The LA Film Festival, during its June 10-18 run, chose to make Seoul Searching one of its Gala Presentations. After the red carpet arrivals, the film was introduced by its director-screenwriter Benson Lee and had its LA debut in Regal Cinemas’ Premier House. The entire event and the film itself gave that evening at the festival an old-time Hollywood feel.
The Premier House, although part of the LA LIVE Stadium 14, does not have a dinky multiplex screen. It’s big. I was reminded of being taken to the movies by my parents to see blockbusters like Ben Hur or The Ten Commandments.
Seoul Searching takes viewers on a nostalgia trip, too. Its theme, its style, and its presentation are all retro in a good way. Prior to the screening, the audience did a stadium-style wave for the director. That’s getting into the 80s!
Seoul Searching is funny and will touch you emotionally, too.
Director Lee explained that after the Korean War, the devastation of that country led to many Koreans seeking a better way of life abroad. By the 1980s those emigres had teenage kids who knew little about Korean culture. For several years summer schools were held in Korea to enculturate the teenage diaspora. Kids came from many countries, including the U.S., England, Germany, and Latin America. After a few summers the camps were cancelled because the schools couldn’t handle the crazy kids. Lee was one of them.
In 1995 he wrote the script for Seoul Searching. It’s a story about kids who are all different stereotypes. They are forced to spend time together and end up pouring their hearts out to one another. Oh, wait, that’s The Breakfast Club.
Seoul Searching is an homage to the work of John Hughes and other directors of 1980’s teen angst films. As a good homage should, it pays tribute to the style and takes it further. At SXSW earlier this year I had the opportunity to see the remastered version of The Breakfast Club. It was fresh in my mind and I think Lee did John Hughes proud.
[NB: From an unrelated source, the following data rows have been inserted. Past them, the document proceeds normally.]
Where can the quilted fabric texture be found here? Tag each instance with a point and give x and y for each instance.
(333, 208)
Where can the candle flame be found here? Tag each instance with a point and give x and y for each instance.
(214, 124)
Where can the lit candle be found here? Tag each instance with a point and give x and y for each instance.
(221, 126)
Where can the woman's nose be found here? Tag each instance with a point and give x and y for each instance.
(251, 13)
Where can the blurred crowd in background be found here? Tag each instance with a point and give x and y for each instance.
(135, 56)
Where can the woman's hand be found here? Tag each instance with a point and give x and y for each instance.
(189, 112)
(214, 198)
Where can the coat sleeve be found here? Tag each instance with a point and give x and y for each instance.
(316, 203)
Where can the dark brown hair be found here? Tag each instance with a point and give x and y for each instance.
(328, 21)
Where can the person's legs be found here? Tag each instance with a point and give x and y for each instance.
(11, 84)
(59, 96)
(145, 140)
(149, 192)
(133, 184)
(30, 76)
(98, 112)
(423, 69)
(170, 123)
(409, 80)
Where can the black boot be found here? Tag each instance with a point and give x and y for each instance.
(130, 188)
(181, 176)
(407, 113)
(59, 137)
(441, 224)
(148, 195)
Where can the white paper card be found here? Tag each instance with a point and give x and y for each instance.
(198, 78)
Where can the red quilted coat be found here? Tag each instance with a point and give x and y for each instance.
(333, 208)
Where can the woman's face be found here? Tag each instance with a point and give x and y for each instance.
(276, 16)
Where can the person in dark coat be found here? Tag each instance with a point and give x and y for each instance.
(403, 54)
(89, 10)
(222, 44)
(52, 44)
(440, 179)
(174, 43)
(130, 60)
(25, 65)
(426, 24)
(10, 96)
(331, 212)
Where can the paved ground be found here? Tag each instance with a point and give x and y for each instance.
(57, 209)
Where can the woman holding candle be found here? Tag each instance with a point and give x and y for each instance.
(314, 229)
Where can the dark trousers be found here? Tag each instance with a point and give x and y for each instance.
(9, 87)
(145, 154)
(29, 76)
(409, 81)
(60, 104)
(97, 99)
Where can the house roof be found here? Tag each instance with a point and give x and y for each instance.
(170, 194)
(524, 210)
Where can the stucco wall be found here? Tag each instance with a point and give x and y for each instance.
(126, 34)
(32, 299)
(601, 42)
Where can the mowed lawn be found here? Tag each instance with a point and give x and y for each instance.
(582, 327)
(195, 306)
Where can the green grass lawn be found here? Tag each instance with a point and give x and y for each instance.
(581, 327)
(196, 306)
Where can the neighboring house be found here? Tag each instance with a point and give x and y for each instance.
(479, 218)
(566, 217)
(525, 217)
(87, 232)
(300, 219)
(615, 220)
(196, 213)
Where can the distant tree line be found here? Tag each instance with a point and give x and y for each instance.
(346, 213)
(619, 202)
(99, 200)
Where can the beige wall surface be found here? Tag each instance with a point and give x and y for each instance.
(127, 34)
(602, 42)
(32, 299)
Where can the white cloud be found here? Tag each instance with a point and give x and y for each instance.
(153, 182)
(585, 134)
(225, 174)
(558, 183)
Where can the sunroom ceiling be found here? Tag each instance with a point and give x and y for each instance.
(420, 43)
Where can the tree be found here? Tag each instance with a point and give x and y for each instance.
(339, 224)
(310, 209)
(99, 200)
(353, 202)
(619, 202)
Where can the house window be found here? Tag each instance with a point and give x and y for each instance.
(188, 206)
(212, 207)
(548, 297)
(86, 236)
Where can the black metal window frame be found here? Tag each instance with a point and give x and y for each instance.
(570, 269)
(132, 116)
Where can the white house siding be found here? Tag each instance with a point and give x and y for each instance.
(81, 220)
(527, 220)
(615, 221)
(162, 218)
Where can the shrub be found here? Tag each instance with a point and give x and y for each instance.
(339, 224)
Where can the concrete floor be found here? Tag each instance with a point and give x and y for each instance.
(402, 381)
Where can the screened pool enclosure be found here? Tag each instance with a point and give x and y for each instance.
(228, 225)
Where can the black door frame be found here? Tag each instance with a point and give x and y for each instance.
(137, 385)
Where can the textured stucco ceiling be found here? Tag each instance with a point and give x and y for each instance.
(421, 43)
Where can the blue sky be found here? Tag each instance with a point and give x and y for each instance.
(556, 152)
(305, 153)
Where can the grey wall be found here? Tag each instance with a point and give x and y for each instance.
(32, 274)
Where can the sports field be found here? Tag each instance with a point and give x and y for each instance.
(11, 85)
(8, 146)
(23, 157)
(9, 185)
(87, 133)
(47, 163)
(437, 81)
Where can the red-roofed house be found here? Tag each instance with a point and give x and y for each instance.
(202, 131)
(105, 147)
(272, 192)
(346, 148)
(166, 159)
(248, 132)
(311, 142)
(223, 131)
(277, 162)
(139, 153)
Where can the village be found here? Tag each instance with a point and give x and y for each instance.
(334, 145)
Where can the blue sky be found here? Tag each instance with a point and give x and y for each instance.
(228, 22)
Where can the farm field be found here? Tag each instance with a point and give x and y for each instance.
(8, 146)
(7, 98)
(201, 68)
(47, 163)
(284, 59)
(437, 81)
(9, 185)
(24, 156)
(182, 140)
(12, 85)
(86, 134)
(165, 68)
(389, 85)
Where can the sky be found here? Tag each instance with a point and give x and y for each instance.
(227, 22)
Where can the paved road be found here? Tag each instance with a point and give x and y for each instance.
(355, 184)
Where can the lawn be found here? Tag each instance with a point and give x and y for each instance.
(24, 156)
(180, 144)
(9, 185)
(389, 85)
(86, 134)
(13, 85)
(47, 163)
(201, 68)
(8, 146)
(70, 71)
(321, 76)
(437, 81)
Seoul Searching has a great ensemble cast. It took Lee a year to do the casting. He looked for young actors who embody the roles they were to play. He wanted them not to act as much as be themselves.
Some of his choices were established actors such as leads Justin Chon (Detention of the Dead, The Twilight Saga) and Jessika Van (Awkward, The Gambler). Others had a variety of backgrounds. Heejun Han was an American Idol performer. Esteban Ahn is an Internet star.
One of the film’s female stars, Rosalina Leigh, had no film experience at all. She did an amazing job, giving an emotionally compelling performance. Seoul Searching was her first film, but, if she wants an acting career, many more will follow.
Lee followed his gut and it worked. When the film ended, the audience in Premier House gave it a standing ovation.
Bold vibrant colors: Lee explained that his team spent a lot of time getting the look and the colors right. As Simon and Garfunkel pointed out, “Kodachrome, they give us those nice bright colors….Makes you think all the world’s a sunny day.” No Kodachrome for Benson Lee, but the film looked beautiful.
Loud 1980’s music: The score is a hit parade of 80’s classics. Without giving anything away, I can share that my favorite musical moment was when a fight scene was accompanied by Toni Basil’s “Hey, Mickey.” The beat was just right for the beating.
Where Can I See It?
Lee explained that during the last several decades only two Korean films have found box office success in the U.S.: Joy Luck Club (1993) and Better Luck Tomorrow (2002). His ambition is to see that Seoul Searching makes it three.
My favorite Korean film is Let Me Out, but it never made it big.
Lee is avoiding going to Video on Demand (VOD) for distribution. He said that he felt that was the same as DVD, and believed this film should be seen in a theater. The audience applauded in agreement. Lee will explore screening the film in various cities so that “…each showing is a celebration.”